脳溢血(のういっけつ)で入院らしいじゃん。。。ここら辺kwsk』

『↑脳溢血かは知らんが、脳関係で緊急搬送されたってのはマジらしい』

『もしかして後遺症か?』

『名人スレでどうぞ』

『同歩』

『力強く同歩』

『まぁ何にせよ、あの二人(・・・・)のどちらかに手を下してもらえるなら悔い無いやろ。ずっとタイトル戦線で戦ってきた相手だしな』

『とうの本人はどう思ってるのかね』

――――――――――――――――――――――――――――

 

 連盟近くの焼き肉屋に、俺は姉弟子と二人で訪れていた。竜王を防衛して一週間が経ち、どうにかこうにか時間を作れたのだ。

 

「何見てるの?」

 

 姉弟子……もとい空銀子四段(・・)は、不機嫌な顔で頬杖を突き、唇を尖らせる。
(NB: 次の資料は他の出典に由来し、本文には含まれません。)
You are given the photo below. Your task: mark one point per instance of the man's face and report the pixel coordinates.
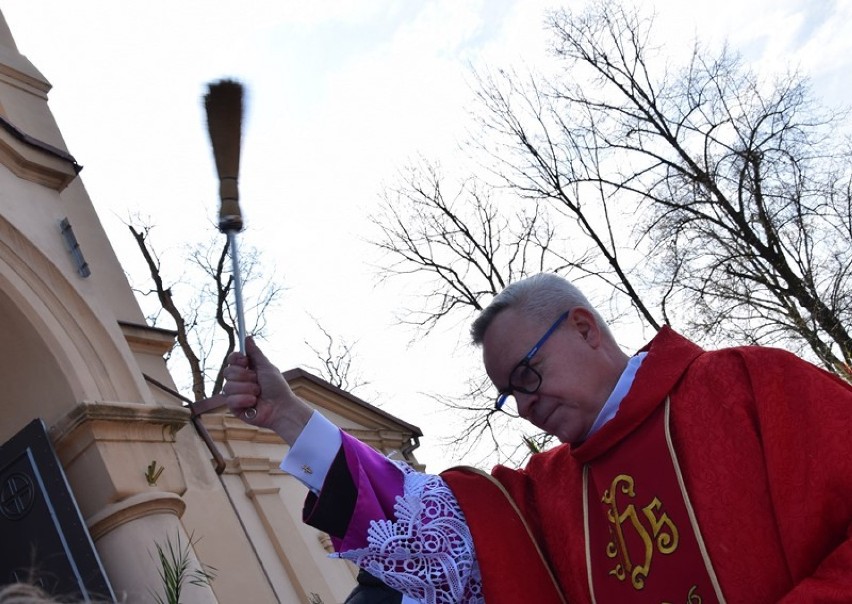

いつものように『また中学生?』とは訊いてこない。

 

 驚いて彼女をみると、姉弟子は心外そうな顔をする。

 

「顔見れば、それくらい分かる。九頭竜永世竜王様」

 

「……何ですか、その嫌味ったらしい言い方」

 

 俺が言うと、姉弟子は机の下で俺の足を蹴る。そして横を向いて面白くなさそうに口を開く。

 

「バカ八一、竜王防衛できて何が不満なのよ。私への当てつけか?」

 

「そ、そんなつもりじゃないですって。姉弟子だって、勝ったじゃないですか」

 

 ――バシバシバシバシ……グリグリ……。

 

「痛っ、何すんだよ」

 

 都合三度の蹴りとグリグリを決められ、思わず抗議する。

 

「私は予選6組で2回勝っただけよ。八一に褒められても嫌味にしか感じない。順位戦だって指し分けだし……」

 

「姉弟子はまだ2期目ですよ。指し分けなら全然良いじゃないですか」

 

 言い終えて姉弟子を見ると、彼女は柄にもなく銀色の髪を指に巻き付けいじっていた。心なしか、少し顔が紅い。

 

「……八一、この後予定は? 私の部屋で、少しVS(ブイエス)しない?」

 

「予定は特にないですけど~、あいに早く帰って来いと言われているので」

 

 そう言うと、姉弟子は信じられないモノでも見るような顔をする。

 

「…………」

 

「いやぁ、あいの奴、連盟でも『えいせーりゅーおー』ってうるさいんですよ。嬉しいけど、みんなの前で恥ずかしいっていうか、就位するのは引退してからですし、姉弟子からも何か言って――――ッ」

 

 恥ずかしくなってアハハと頭を掻いた瞬間、脛に凄まじい衝撃が走る。

 

「頓死しろっ。クズ」

 

 姉弟子は顔を真っ赤にしてブンブンと首を振ったのち、俺が動けない間に支払いを済ませて出て行ってしまう。

 

 ナニコレ、ばちくそ痛いんだけど……。

 

 

 プロ棋士になって5年。20歳になった俺は、竜王5期連続で永世竜王の資格を得た。順位戦はB級2組で、このままいけば来期B級1組に上がることができる。

 

 弟子も順調に成長していて、師匠も姉弟子も、桂香さんもみんな元気だ。何一つ心配する事は無い。…………しかし。

 

 勘定を済ませて外へ出ると、12月の肌寒さがコート越しに肌を刺す。

 

「名人」

 

 俺を変えてくれた人――竜王戦の番勝負で2回争った人――棋界の頂点だった人は、脳溢血で倒れて以来、(いちじる)しく棋力を落としてしまった。

 

 もうすぐ始まる挑戦者決定戦に勝利すれば、俺は『棋帝』の座を賭けて名人と戦うことになる。

 

「はぁ……帰るか」

 

 あいにメッセージを送って帰宅を告げる。既読が直後に付いて、愛弟子は可愛らしいスタンプを貼り付ける。

 

 首を振ってさっきまで考えていたことを忘れて帰路につく。

 

 空は雲に覆われ、月も星も見えなかった。




姉弟子呼びは直そうかと思ったのですが……まぁね。
毎週更新くらいのペースで上げていくつもりです。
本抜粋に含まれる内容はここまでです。